A cohort of 197 EC patients, initially classified as stage I under FIGO 2009, underwent restaging based on the updated FIGO 2023 criteria. The patients' molecular and histopathological characteristics were documented, and their impact on upstaging was analyzed.

RESULTS

Molecular profiling was conducted for 81.2% (160/197) of the patients, revealing that 55.3% (109/197) were classified as non-specific molecular profile, 14.7% (29/197) as mismatch repair deficiency, 11.2% (22/197) as p53 abnormality (p53abn), and 18.8% (37/197) as unknown. Upstaging was identified in 26.9% (43/160) of the 160 patients with known molecular profiles. Among the upstaged patients, 51.2% experienced upstaging due to p53 abnormality, 20.9% due to substantial lymphovascular space invasion (LVSI), 20.9% due to aggressive histological types, and 6.9% due to high grade.

CONCLUSIONS

The introduction of the molecular profile into the revised FIGO 2023 staging system for stage I EC has led to notable changes in the staging of approximately one-fifth of patients. While p53 abnormalities have emerged as the most influential factor contributing to the upstaging, LVSI and aggressive histological types also represent significant contributing factors.

摘要

目的

本研究旨在探讨将分子和组织病理学发现纳入修订后的 2023 年国际妇产科联合会(FIGO)分期系统对根据 2009 年 FIGO 标准最初诊断为 I 期子宫内膜癌(EC)的患者的影响。

方法

对 197 例最初根据 2009 年 FIGO 标准分类为 I 期的 EC 患者进行了重新分期,依据更新的 2023 年 FIGO 标准进行分期。
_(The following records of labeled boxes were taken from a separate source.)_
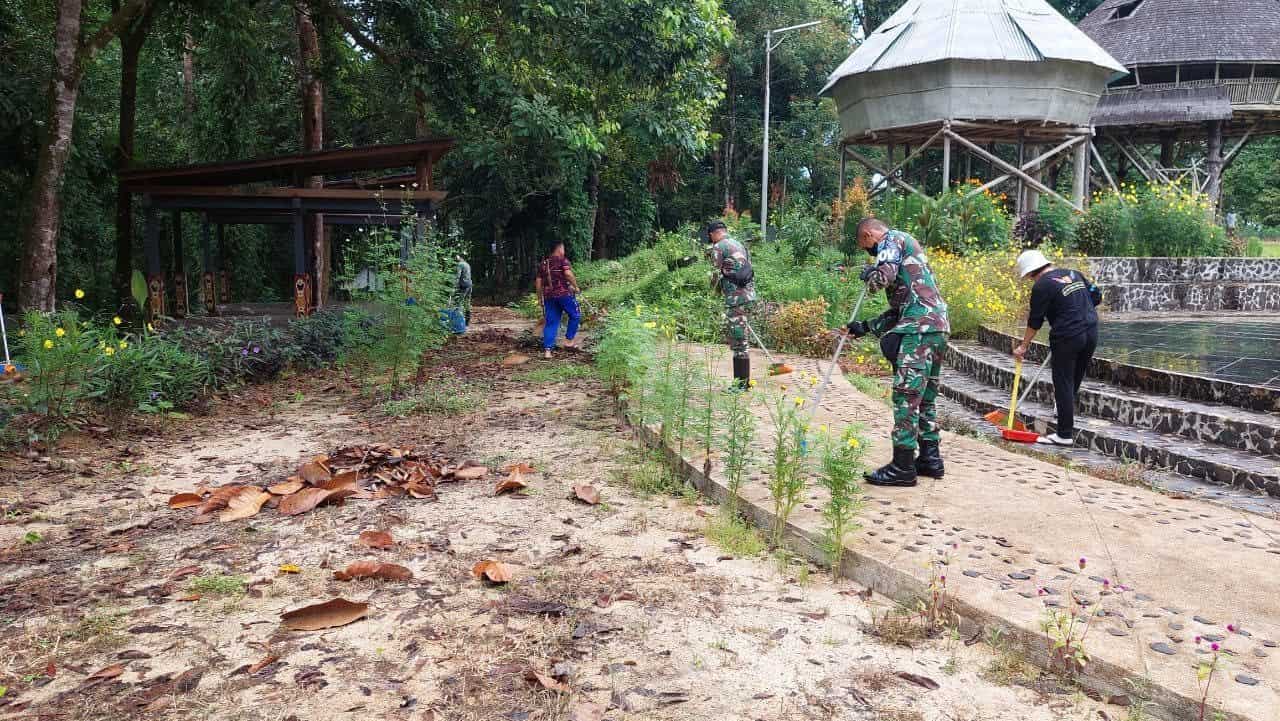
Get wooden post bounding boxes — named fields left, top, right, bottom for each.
left=170, top=210, right=189, bottom=318
left=293, top=198, right=311, bottom=318
left=942, top=136, right=951, bottom=193
left=1071, top=140, right=1092, bottom=210
left=1204, top=120, right=1222, bottom=205
left=140, top=195, right=164, bottom=320
left=200, top=213, right=218, bottom=316
left=837, top=141, right=849, bottom=202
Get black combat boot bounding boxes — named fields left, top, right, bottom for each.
left=733, top=356, right=751, bottom=391
left=864, top=446, right=915, bottom=487
left=915, top=441, right=946, bottom=478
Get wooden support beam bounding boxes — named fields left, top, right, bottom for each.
left=946, top=131, right=1084, bottom=211
left=849, top=149, right=924, bottom=196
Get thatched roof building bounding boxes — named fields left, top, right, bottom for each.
left=1079, top=0, right=1280, bottom=196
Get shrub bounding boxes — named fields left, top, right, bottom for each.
left=1075, top=183, right=1228, bottom=256
left=765, top=297, right=831, bottom=356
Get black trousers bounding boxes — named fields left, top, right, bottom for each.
left=1048, top=327, right=1098, bottom=438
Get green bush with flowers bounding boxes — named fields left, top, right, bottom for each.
left=1075, top=182, right=1230, bottom=257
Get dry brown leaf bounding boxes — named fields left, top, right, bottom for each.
left=298, top=461, right=332, bottom=485
left=493, top=471, right=529, bottom=496
left=471, top=560, right=512, bottom=583
left=266, top=476, right=307, bottom=496
left=86, top=663, right=124, bottom=681
left=244, top=656, right=280, bottom=676
left=333, top=561, right=413, bottom=581
left=453, top=466, right=489, bottom=480
left=279, top=488, right=338, bottom=516
left=525, top=666, right=570, bottom=693
left=169, top=493, right=205, bottom=508
left=280, top=598, right=369, bottom=631
left=356, top=530, right=396, bottom=548
left=196, top=485, right=244, bottom=516
left=568, top=701, right=604, bottom=721
left=218, top=485, right=271, bottom=524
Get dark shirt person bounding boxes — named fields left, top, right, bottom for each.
left=1014, top=250, right=1102, bottom=446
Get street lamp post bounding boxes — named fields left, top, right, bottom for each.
left=760, top=20, right=822, bottom=241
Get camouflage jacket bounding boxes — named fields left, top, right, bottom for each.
left=710, top=236, right=755, bottom=307
left=867, top=231, right=951, bottom=336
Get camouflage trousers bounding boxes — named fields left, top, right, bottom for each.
left=724, top=304, right=755, bottom=359
left=893, top=333, right=947, bottom=450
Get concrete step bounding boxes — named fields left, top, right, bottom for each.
left=942, top=369, right=1280, bottom=496
left=946, top=341, right=1280, bottom=455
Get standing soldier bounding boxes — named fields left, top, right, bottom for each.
left=707, top=220, right=755, bottom=388
left=849, top=218, right=951, bottom=485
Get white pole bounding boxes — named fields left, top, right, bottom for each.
left=760, top=31, right=773, bottom=242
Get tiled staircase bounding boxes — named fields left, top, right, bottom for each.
left=942, top=333, right=1280, bottom=498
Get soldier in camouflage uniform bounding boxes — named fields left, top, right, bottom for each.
left=849, top=218, right=951, bottom=485
left=705, top=220, right=755, bottom=388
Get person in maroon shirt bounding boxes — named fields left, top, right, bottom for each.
left=534, top=241, right=581, bottom=357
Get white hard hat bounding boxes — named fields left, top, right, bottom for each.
left=1018, top=250, right=1050, bottom=278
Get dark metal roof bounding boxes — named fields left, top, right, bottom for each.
left=120, top=138, right=454, bottom=190
left=1093, top=87, right=1231, bottom=127
left=1080, top=0, right=1280, bottom=68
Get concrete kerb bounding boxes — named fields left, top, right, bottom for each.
left=637, top=426, right=1249, bottom=721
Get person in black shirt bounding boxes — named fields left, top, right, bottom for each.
left=1014, top=250, right=1102, bottom=446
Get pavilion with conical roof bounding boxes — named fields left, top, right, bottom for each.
left=1079, top=0, right=1280, bottom=198
left=822, top=0, right=1125, bottom=209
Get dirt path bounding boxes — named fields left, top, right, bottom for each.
left=0, top=311, right=1100, bottom=721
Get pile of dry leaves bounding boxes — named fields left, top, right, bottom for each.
left=169, top=443, right=489, bottom=524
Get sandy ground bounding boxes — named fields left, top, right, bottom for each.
left=0, top=311, right=1100, bottom=721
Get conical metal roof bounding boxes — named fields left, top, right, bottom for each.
left=820, top=0, right=1121, bottom=95
left=1080, top=0, right=1280, bottom=67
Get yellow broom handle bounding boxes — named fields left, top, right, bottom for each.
left=1009, top=359, right=1023, bottom=430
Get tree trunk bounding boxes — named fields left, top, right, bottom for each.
left=18, top=0, right=81, bottom=311
left=113, top=13, right=151, bottom=305
left=294, top=5, right=329, bottom=307
left=586, top=160, right=604, bottom=260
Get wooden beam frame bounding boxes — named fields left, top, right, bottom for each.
left=943, top=128, right=1084, bottom=213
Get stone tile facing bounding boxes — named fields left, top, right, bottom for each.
left=1100, top=280, right=1280, bottom=312
left=978, top=330, right=1280, bottom=412
left=946, top=342, right=1280, bottom=455
left=1088, top=257, right=1280, bottom=284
记录了患者的分子和组织病理学特征,并分析了其对升级的影响。

结果

对 197 例患者中的 81.2%(160/197)进行了分子分析,结果显示 55.3%(109/197)为非特异性分子谱,14.7%(29/197)为错配修复缺陷,11.2%(22/197)为 p53 异常(p53abn),18.8%(37/197)为未知。在已知分子谱的 160 例患者中,有 26.9%(43/160)被升级。在升级的患者中,51.2%因 p53 异常而升级,20.9%因广泛的脉管侵犯(LVSI)而升级,20.9%因侵袭性组织学类型而升级,6.9%因高级别而升级。

结论

将分子谱纳入修订后的 2023 年 FIGO 分期系统后,I 期 EC 患者的分期发生了显著变化,约五分之一的患者发生了变化。虽然 p53 异常是导致升级的最主要因素,但 LVSI 和侵袭性组织学类型也是重要的升级因素。